自動車の安全装備と機能で最先端を追い続けているAutoliv Inc.
(オートリブ)と、AIを介して自動運転車の開発に取り組むTensor
(テンサー)は1月5日(スウェーデン・ストックホルム発)、Tensor Robocar向けに世界初の折り畳み式ステアリングホイール(完全に格納されるのではなく、インパネ奥に折り畳むように収められる)を共同開発した。
なお同製品は、2026年1月6日から9日(メディアデーは1月4日から5日)にラスベガスで開催される技術イベント、コンシューマーエレクトロニクスショー(CES)の LVCCウェストホールのTensorブース#5701で披露される。
また今後は、ステアリングホイールを握って手動操作で走らせることも、完全な自動運転車としてインストルメントパネル内部に格納させて走らせることができる車両(Tensor Robocar)が、早くも2026年後半に量産開始予定としており、まず米国、EU、中東市場に於いてリリースされるという。
さて今回、両社が折り畳み式ステアリングホイールを製品化した背景には、近年のモビリティ産業界の要請を受けてのこと。
というのは自動運転車の進化に伴い、従来のようなステアリングホイールは、時に車内内部の障害物となり、乗員の快適性とスペースの両面を阻害するケースも有り得るからだ。
従って今回開発された折り畳み式のステアリングホイールは、自動運転車の車内レイアウトの変更に素早く応えられるように設計され、車室空間のパーソナル化に応えられるよう柔軟性が大きく高められた。

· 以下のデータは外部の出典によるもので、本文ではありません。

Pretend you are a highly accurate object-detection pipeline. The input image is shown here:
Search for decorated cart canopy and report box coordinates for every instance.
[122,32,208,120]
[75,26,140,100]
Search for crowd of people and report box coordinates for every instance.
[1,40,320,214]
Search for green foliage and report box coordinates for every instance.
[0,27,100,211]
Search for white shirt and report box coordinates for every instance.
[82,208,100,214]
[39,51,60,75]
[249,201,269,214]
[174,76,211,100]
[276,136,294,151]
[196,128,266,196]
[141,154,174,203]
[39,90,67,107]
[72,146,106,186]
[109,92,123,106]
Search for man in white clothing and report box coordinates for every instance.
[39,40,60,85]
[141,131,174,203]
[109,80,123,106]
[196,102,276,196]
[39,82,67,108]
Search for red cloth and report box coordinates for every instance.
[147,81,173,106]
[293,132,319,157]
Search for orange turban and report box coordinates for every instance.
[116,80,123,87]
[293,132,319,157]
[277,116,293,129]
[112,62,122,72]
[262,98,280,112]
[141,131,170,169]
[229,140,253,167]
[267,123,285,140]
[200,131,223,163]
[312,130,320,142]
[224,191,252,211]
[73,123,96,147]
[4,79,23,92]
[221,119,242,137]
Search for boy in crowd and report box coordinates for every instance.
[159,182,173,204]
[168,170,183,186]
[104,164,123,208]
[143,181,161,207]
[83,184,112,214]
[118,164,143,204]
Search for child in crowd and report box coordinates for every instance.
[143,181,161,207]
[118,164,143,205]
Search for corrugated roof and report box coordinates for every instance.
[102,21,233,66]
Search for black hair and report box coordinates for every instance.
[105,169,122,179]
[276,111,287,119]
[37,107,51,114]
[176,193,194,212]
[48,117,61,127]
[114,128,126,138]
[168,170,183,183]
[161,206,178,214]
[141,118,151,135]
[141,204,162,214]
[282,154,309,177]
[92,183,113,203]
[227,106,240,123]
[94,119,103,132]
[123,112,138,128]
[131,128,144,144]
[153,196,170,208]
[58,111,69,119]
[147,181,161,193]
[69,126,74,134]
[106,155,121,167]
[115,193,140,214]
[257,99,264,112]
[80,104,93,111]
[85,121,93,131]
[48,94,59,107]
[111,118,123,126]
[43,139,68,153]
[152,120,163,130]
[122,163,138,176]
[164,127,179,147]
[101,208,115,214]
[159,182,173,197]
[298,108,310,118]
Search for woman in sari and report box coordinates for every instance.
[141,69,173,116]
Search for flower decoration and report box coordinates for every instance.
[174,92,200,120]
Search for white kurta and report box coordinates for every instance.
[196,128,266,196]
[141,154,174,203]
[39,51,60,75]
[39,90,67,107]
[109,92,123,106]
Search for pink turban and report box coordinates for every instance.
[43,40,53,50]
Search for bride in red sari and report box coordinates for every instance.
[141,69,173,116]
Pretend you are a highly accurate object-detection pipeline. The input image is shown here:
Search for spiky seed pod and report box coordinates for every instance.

実際に、Tensor Robocarに組み込まれた同ステアリングホイールは、レベル4モード(車両が定められた条件下で人間の介入なしにすべての運転タスクを処理できるモード)では格納され、運転席エリアが完全にクリアになる。
このような室内空間に於ける大きな変化は、自動運転時の快適性を向上させるだけでなく、キャビン自体を多機能空間として再定義させることを意味する。

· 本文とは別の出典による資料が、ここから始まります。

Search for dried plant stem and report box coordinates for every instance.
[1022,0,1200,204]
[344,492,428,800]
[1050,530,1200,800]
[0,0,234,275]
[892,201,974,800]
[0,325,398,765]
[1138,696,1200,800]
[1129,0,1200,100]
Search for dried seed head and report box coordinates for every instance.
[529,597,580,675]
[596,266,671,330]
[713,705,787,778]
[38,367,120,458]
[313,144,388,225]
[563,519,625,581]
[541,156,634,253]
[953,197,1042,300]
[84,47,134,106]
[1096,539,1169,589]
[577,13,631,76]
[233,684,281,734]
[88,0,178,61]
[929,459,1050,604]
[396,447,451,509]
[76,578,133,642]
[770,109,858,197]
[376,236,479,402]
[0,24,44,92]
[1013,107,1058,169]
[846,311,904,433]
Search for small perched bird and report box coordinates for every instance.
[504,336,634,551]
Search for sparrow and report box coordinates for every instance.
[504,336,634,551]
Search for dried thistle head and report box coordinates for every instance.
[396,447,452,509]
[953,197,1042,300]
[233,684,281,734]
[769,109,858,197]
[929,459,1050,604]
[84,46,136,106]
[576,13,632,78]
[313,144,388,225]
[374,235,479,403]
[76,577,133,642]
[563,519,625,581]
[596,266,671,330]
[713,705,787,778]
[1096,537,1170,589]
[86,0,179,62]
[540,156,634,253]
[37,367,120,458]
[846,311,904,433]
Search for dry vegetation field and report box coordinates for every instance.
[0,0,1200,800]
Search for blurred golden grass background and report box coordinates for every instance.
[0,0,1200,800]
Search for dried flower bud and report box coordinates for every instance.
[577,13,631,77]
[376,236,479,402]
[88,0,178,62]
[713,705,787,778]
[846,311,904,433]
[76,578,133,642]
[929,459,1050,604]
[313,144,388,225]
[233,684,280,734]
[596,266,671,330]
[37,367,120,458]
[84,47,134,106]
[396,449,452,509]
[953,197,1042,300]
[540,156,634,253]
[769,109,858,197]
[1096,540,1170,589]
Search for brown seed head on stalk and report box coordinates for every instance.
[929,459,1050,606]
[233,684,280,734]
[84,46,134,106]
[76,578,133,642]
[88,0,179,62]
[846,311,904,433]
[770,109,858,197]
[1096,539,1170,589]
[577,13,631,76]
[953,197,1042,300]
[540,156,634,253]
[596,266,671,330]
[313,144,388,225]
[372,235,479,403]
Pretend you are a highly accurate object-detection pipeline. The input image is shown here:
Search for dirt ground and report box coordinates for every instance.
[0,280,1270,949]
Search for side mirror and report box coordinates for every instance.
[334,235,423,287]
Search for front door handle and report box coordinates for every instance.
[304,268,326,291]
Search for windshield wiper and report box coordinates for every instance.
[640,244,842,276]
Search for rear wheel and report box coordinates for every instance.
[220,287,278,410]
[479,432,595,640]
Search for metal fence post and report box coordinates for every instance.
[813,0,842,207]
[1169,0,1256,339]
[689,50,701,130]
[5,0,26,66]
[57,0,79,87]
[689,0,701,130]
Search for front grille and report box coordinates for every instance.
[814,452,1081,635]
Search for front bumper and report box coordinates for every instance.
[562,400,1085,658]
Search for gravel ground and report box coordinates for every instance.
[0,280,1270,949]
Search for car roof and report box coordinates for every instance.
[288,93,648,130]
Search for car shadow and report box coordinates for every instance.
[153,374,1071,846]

なお一方で、乗員の安全確保に欠くことのできない本来のエアバッグとしての機能は、選択された個々の運転モードに応じて最適に動作するよう適応化された。
より具体的には、自動運転モードでステアリングホイールが格納されている時は、インストルメントパネルに内蔵されたエアバッグが作動する。
対して手動運転時には、ステアリングホイールに内蔵されたエアバッグが作動する。結果、万が一の際、どちらのシステムが作動しても、同等かつ高いレベルの乗員保護性能を有する訳だ。

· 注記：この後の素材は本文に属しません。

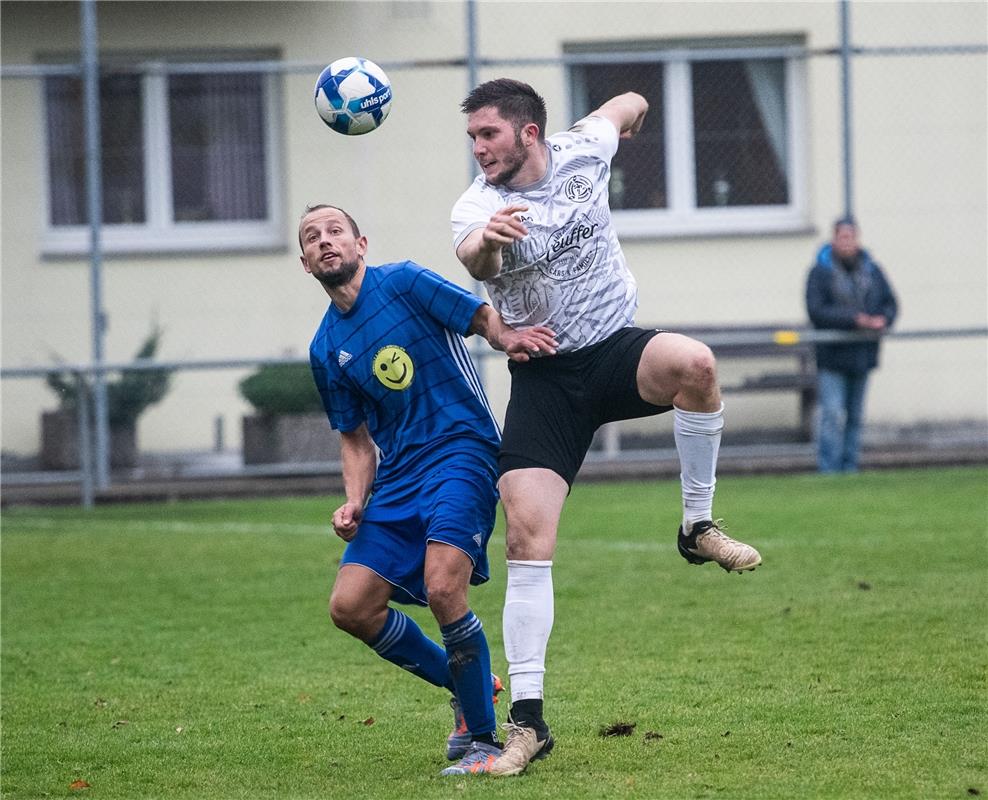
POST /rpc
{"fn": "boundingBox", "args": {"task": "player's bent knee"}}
[426,580,467,620]
[681,342,717,389]
[329,594,376,639]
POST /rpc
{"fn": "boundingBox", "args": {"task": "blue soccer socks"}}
[369,606,456,692]
[441,611,497,738]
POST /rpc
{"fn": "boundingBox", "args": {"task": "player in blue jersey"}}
[299,205,555,775]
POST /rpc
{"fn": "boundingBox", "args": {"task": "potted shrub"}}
[41,326,171,469]
[240,364,340,464]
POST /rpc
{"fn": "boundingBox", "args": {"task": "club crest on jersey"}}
[563,175,593,203]
[373,344,415,392]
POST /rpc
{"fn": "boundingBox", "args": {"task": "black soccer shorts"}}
[498,328,672,487]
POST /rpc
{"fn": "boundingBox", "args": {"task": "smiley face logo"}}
[374,344,415,392]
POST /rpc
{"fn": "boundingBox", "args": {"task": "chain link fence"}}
[0,2,988,500]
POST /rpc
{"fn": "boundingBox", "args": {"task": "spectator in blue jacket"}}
[806,217,898,472]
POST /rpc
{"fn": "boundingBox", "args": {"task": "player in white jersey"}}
[452,78,761,775]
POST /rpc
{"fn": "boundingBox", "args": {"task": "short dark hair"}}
[834,214,858,233]
[460,78,546,139]
[298,203,360,250]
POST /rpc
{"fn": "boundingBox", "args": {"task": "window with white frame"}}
[566,40,808,236]
[42,52,283,255]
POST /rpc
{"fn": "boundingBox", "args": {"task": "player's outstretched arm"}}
[470,303,559,361]
[456,205,528,281]
[333,424,377,542]
[590,92,648,139]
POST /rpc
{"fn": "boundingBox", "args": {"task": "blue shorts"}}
[340,454,498,606]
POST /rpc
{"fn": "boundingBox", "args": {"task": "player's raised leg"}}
[488,469,569,776]
[329,564,453,692]
[638,333,762,572]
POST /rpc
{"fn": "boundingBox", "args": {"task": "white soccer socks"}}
[503,560,554,703]
[673,403,724,530]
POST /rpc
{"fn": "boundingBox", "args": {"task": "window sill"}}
[41,222,286,258]
[611,208,816,240]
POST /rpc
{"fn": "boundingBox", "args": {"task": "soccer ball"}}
[316,56,391,136]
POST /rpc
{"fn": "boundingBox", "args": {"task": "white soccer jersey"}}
[452,117,638,352]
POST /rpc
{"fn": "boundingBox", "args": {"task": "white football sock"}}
[672,403,724,528]
[503,560,553,703]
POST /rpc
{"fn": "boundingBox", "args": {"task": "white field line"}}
[4,517,333,536]
[4,517,896,556]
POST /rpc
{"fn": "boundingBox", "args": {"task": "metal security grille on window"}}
[692,59,789,208]
[567,38,807,237]
[45,75,145,225]
[582,64,667,209]
[168,75,267,221]
[45,68,269,226]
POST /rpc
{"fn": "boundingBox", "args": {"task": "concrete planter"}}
[40,410,137,470]
[243,412,340,464]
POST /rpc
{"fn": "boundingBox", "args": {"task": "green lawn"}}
[0,468,988,800]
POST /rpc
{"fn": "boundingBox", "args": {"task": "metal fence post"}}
[840,0,854,217]
[80,0,110,489]
[72,372,96,508]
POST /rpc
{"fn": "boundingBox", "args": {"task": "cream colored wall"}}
[0,2,988,453]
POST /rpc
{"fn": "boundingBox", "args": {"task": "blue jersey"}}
[309,261,501,488]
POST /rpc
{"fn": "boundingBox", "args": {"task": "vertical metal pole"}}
[80,0,110,489]
[840,0,854,217]
[466,0,489,385]
[73,372,96,508]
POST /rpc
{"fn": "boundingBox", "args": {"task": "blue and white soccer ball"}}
[316,56,391,136]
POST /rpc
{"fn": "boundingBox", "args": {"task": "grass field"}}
[0,468,988,800]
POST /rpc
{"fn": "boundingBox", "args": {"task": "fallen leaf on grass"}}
[600,722,635,736]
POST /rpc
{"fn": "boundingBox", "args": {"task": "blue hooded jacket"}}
[806,243,898,374]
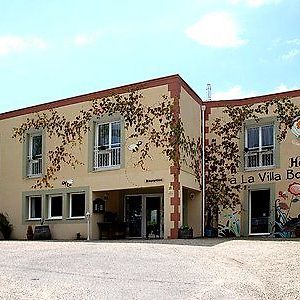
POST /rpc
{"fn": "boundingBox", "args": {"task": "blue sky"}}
[0,0,300,112]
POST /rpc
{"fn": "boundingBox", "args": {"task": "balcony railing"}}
[245,149,274,168]
[27,157,43,177]
[94,147,121,170]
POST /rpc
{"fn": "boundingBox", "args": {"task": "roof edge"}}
[203,89,300,107]
[0,74,202,120]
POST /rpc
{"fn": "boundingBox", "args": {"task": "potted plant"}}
[26,225,33,241]
[0,213,13,240]
[178,225,193,239]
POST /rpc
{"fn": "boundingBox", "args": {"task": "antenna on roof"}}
[206,83,211,101]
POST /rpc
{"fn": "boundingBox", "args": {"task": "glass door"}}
[125,194,163,238]
[249,189,270,235]
[125,195,143,237]
[145,196,161,238]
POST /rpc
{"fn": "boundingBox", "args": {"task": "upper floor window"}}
[48,195,63,219]
[94,121,121,170]
[245,125,275,168]
[69,193,85,218]
[27,196,42,220]
[27,133,43,177]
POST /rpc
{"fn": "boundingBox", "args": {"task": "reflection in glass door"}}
[125,195,163,238]
[146,196,161,238]
[125,196,142,237]
[249,189,270,234]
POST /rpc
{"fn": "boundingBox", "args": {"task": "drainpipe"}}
[201,105,206,237]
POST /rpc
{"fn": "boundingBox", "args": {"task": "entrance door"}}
[145,196,161,238]
[125,196,143,237]
[125,195,163,238]
[249,189,270,235]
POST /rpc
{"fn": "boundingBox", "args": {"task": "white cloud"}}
[0,35,47,56]
[212,83,300,100]
[212,85,257,100]
[281,49,300,60]
[186,12,247,48]
[228,0,282,7]
[286,39,300,46]
[272,83,300,93]
[73,32,100,47]
[274,83,289,93]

こうした製品仕様についてAutolivでエグゼクティブバイスプレジデント兼最高技術責任者を務めるファビアン・デュモン氏は、「自動車の安全性は、もはや画一的な考え方では対応できません。
私たちは、安全性をインテリジェントかつ適応的にするにはどうすれば良いか、つまりドライバーのニーズにシームレスに適応するシステムを構築するにはどうすれば良いかを自らに問い掛けてきました。
その結果、我々は協業を介して新たな回答を引き出すことができました。車両の個々のモードに適応させることで、安全性と快適性の両方を満足させられるソリューションが生まれました」と語った。
次いでTensorでCEOを務めるジェイ・シャオ氏は、「完全自動運転技術は、これまでと全く異なるユーザーエクスペリエンスが求められます。
折りたたみ式ステアリングホイールを備えた当社のデュアルモードアプローチは、両方の長所を組み合わせ、お客様に選択の自由をご提供します。
折り畳み式ステアリングホイールは、これまでコンセプトカーにしか存在しませんでしたが、私たちはこの革新技術を日常的に使用できるよう今後は、より多くの量産車へ導入していきたい考えです」と将来展望について説明した。
最後に両者は、この折り畳み式ステアリングホイールを介した企業連携について、「自動運転車の内装開発にとって、重要なマイルストーンのひとつとなるでしょう。
というのは自動車の安全性能を包括した製品開発は、これまでの衝突性能のみを確保するだけに留まらず、ユーザー中心のインターフェイス設計にまで及ぶ広範な設計思想が求められるからです。
そうした意味で我々は、100%の安全が求められるこうした機能製品の開発で、新たなベンチマークを打ち立てることになったと自負しています」と結んでいる。